I would have been happy with just a ride, but the few extra stops they made to show us parts of Thailand that we might never have seen, and the extra effort they made in ensuring that we would get where we were going was extremely touching. Between Air, our friends from the UK, and the random soccer team we met, pretty much this whole weekend, we were the benefactors of a lot of kindness and generosity. It feels good.
I have no idea what TLC thought they were talking about, because, as it turns out, chasing waterfalls is totally awesome. Erawan National park was completely amazing. Not only does it sound like a character from the Lord of the Rings (which is pretty cool), but it was breathtakingly beautiful as well.
There are 7 levels of falls to hike up, and apparently the top few are closed for periods of the year, but we were lucky enough to be able to see all 7. We didn't go swimming at each level, but we definitely stopped to cool off in the water at a few of the steps. The 3rd level was pretty cool and, like the picture above, had a little cave underneath the waterfall that we were able to climb up into.
I think my favorite was somewhere around level 5. There weren't as many people around when we were there, and there were a few tiered pools of shallow water. It was a bit harder to swim around, due to the shallower water and the random rocks on the riverbed, but climbing up the tiers and relaxing in the pools of water was a lot of fun.

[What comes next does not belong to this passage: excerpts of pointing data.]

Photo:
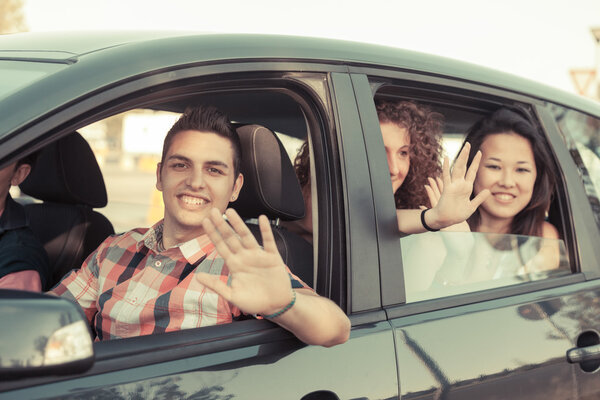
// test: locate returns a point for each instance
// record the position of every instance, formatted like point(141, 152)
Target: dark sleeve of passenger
point(23, 254)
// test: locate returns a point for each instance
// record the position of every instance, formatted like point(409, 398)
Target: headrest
point(270, 183)
point(66, 171)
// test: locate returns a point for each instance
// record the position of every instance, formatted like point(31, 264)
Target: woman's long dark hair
point(530, 220)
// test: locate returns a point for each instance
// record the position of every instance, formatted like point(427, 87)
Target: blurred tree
point(11, 16)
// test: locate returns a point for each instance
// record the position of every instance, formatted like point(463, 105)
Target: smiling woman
point(518, 170)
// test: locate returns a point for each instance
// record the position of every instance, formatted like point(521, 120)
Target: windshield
point(17, 74)
point(440, 264)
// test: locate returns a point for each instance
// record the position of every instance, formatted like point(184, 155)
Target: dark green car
point(104, 101)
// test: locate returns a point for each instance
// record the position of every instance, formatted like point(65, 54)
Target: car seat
point(272, 188)
point(67, 178)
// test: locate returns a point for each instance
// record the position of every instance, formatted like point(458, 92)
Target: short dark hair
point(205, 119)
point(530, 220)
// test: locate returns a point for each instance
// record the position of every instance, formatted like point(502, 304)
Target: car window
point(439, 264)
point(127, 147)
point(581, 133)
point(447, 263)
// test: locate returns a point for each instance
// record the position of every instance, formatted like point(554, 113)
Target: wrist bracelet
point(284, 309)
point(430, 229)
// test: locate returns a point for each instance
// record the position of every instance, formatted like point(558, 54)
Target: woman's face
point(508, 170)
point(397, 145)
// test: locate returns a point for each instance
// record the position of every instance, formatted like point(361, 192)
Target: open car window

So basically, another successful weekend trip. Kanchanaburi was a bit farther away than anywhere else we've traveled on our own, and we ended up spending a decent amount of time on getting there and back...but it was totally worth the trip. Apparently there are some cool waterfalls a little bit closer to Chon Buri as well, so I'm probably gonna need to check that out sometime soon.
For now however, it is time for lunch and I am super hungry...so that's all for now. I'll probably come back and add in a few more of the pictures I took in a gallery.
Lunch was pretty bad today...but I'll upload some more pictures anyway.